I write comedy because I’m a woman; not, somehow inexplicably, in spite of it. It’s a part of how I see the world; how I process things, and how I always have. Whenever I’ve tried to write "serious" fiction, it’s always felt fake and flat: as if I’ve squeezed the natural joy and comedy out of life in an attempt to take myself and the world too earnestly, or to make myself sound more important and intelligent. Comedy is my way of making myself happy, but it’s more than that. Without light there can be no dark, and humour gives us that contrast: it heightens other emotions rather than undermining them, and it provides stories with depth, with realism and spark, with beauty and diversity.

For teenagers, that is key. Life is funny, even in its darkest moments, and to remove wit is to diminish how wonderful and how powerful that can be. Teenagers need to be reminded that anything thrown at them can be handled more easily with a sense of humour: that laughter is the best weapon we have. It’s OK to laugh. It doesn’t make them less substantial to see the funny side: beauty doesn’t always come from pain.

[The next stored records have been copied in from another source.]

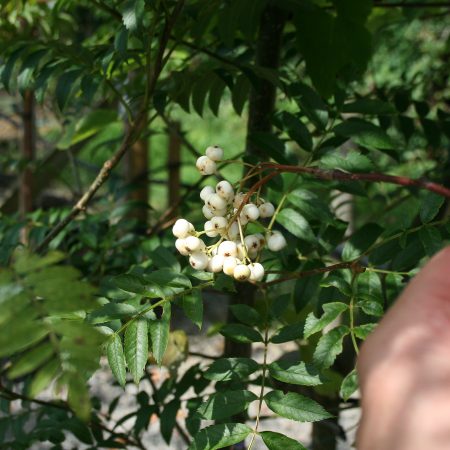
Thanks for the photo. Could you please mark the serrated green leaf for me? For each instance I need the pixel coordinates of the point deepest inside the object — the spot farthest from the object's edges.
(193, 308)
(226, 369)
(430, 206)
(350, 162)
(295, 407)
(299, 373)
(241, 333)
(365, 134)
(136, 347)
(31, 360)
(159, 332)
(218, 436)
(349, 385)
(278, 441)
(116, 358)
(361, 240)
(431, 240)
(296, 224)
(111, 311)
(337, 282)
(329, 346)
(130, 283)
(225, 404)
(288, 333)
(331, 312)
(246, 314)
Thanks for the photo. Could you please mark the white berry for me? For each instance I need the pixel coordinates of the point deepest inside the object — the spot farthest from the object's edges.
(229, 264)
(182, 228)
(206, 192)
(215, 202)
(257, 272)
(207, 212)
(219, 223)
(233, 231)
(215, 153)
(180, 245)
(276, 241)
(251, 212)
(241, 272)
(193, 244)
(266, 210)
(198, 260)
(225, 190)
(205, 165)
(216, 263)
(228, 248)
(210, 229)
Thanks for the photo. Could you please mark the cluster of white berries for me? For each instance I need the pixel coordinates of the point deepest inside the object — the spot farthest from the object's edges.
(234, 253)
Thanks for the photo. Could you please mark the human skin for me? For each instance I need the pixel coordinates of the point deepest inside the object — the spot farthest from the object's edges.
(404, 368)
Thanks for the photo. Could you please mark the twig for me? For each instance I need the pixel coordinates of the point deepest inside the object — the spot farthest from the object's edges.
(130, 137)
(373, 177)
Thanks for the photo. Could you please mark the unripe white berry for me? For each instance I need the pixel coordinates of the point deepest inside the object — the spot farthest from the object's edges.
(257, 272)
(182, 228)
(206, 192)
(250, 211)
(240, 251)
(207, 212)
(276, 241)
(198, 260)
(219, 223)
(238, 199)
(193, 244)
(266, 210)
(216, 202)
(225, 190)
(215, 153)
(233, 231)
(180, 245)
(205, 165)
(229, 264)
(261, 240)
(228, 248)
(216, 264)
(210, 229)
(241, 272)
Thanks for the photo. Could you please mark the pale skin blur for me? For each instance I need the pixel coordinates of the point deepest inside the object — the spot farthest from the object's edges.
(404, 368)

For women, a sense of humor is essential. We still live in a patriarchal society that has, over many centuries, subtly taught us that men are valued for what they say and how they think, and women are precious because of what they look like. We have been constantly reminded that comedy is a male arena, and women should not try to compete in it: that our voices are not valid enough, or loud enough, or brave enough, or that male laughter is somehow more worthy. In fact, the ability to laugh at a situation — to speak out on it, to poke fun at it — is one of the most feminist, powerful tools we have.

For me, comedy gives life warmth and beauty, it gives us strength and it gives both men and women an intelligent, powerful voice. I’m not funny for a girl. I’m funny because of it.

And that means I take comedy very seriously.

Clearly, comedy for young women is essential. Humor allows us to explore dark realities without feeling weighed down. I mean, if you didn't laugh when Smale said "nether regions," you're just not living. All while fighting sexism. Bravo.